Immunostaining of neurons in culture with (A,D) Synapsin I (SYN-1) and (B,E) PSD-95, (C,F) overlay or (G,J) GFAP and (H,K) MAP2, (I,L) overlay. (M) Length of neurites from sporadic AD or control neurons presented as mean ± SEM of three independent experiments. ***Indicates significant difference (p ≤ 0.001), paired t-test.

Figure 4

(A) Apigenin treatment regime for sporadic AD and control neurons. (B) Nitrite concentration in the cell medium was measured by Griess assay in the presence of vehicle control or apigenin (50 μM treatment for 24 h). (C) Apoptosis and (D) cytotoxicity were simultaneously measured using an Apotox Glo kit. Control or AD neurons were treated with vehicle control or apigenin (50 μM), H₂O₂ (300 μM) or SNAP (10 μM) for 24 h. Data are presented as mean ± SEM of three independent experiments. Significant differences from matched treatment are indicated by *p ≤ 0.05 and ***p ≤ 0.001, with significant difference from control treatment indicated by ^###p ≤ 0.001 using two-way ANOVA with Tukey’s multiple comparisons test.

Figure 5. iPSC-derived neurons were generated from a sporadic AD patient or an age-matched control.

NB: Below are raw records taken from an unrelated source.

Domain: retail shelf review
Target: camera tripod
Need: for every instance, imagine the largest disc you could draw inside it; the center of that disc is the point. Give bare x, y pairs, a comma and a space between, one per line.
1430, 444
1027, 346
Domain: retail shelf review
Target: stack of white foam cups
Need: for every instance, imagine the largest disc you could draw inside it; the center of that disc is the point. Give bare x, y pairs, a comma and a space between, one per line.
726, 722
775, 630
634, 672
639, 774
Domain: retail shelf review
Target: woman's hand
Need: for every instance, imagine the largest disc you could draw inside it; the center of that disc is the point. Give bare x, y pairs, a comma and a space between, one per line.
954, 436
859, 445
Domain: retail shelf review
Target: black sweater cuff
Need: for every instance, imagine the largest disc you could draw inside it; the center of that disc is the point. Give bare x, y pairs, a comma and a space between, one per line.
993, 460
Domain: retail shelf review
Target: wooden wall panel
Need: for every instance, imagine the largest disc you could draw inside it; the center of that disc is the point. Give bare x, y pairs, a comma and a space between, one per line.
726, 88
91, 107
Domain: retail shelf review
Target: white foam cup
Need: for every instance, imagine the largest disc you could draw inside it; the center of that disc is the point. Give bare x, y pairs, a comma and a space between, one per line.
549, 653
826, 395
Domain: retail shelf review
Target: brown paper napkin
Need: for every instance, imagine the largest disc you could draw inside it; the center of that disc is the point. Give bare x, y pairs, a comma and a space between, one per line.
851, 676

Apoptosis and cell viability were simultaneously assessed after increasing oxygen from 3 to 19% 22 h prior to apigenin (10 μM) treatment. Apoptosis was assessed through quantifying caspase 3/7 substrates (A), number of substrates per mm², n = 8) % of change between −22 h and 0 h, 0 h and 24 h and 24 h and 44 h indicated through dotted lines. Dead cells were quantified through counting of propidium iodide (C), number of cells per mm², n = 4). Representative microscopy images of caspase 3/7 substrates (B) and propidium iodide (D) at 10×, scale = 200 μm. (E) Colocalization was determined through Pearson’s correlation coefficient for caspase 3/7 substrate signal with propidium iodide signal (1 = 100% colocalization, 0 = no colocalization). (F) Merged microscopy images of caspase 3/7 and propidium iodide signal at 10×, scale = 200 μm. (G) Representative 2D intensity histogram for green (y-axis, caspase 3/7 substrates) and red (x-axis, propidium iodide signal) pixels. Data presented as mean ± SEM; **p < 0.01, ***p < 0.001, ****p < 0.0001 as compared to % change between 0 h and 24 h time points; ^#Tp = 0.07, ^##p < 0.01, ^###p < 0.001 difference between AD and control cultures.

Figure 6

Representative images of Ca²⁺ imaging traces in (A) control, (B) sporadic AD derived neurons and (C) sporadic AD derived neurons exposed to apigenin. Neurons were loaded with fluorescent Ca²⁺ indicator Fluo3-AM and data are represented as mean change in fluorescence from baseline (F/F₀) over time. Application of 60 mM KCl (high K⁺) or 50 μM apigenin is represented as the light or dark shaded area, respectively. Mean relative change in fluorescence was calculated from (D) control and (E) sporadic AD derived neurons. Loaded neurons were perfused with 50 μM apigenin, 300 μM H₂O₂, or 10 μM SNAP prior to 200 μM glutamate or 60 mM high K⁺. Data are presented as mean ± SEM of three independent experiments from >30 cells. Significant difference from basal response was calculated using two-way ANOVA with Tukey’s multiple comparisons test and is indicated by ***p ≤ 0.001.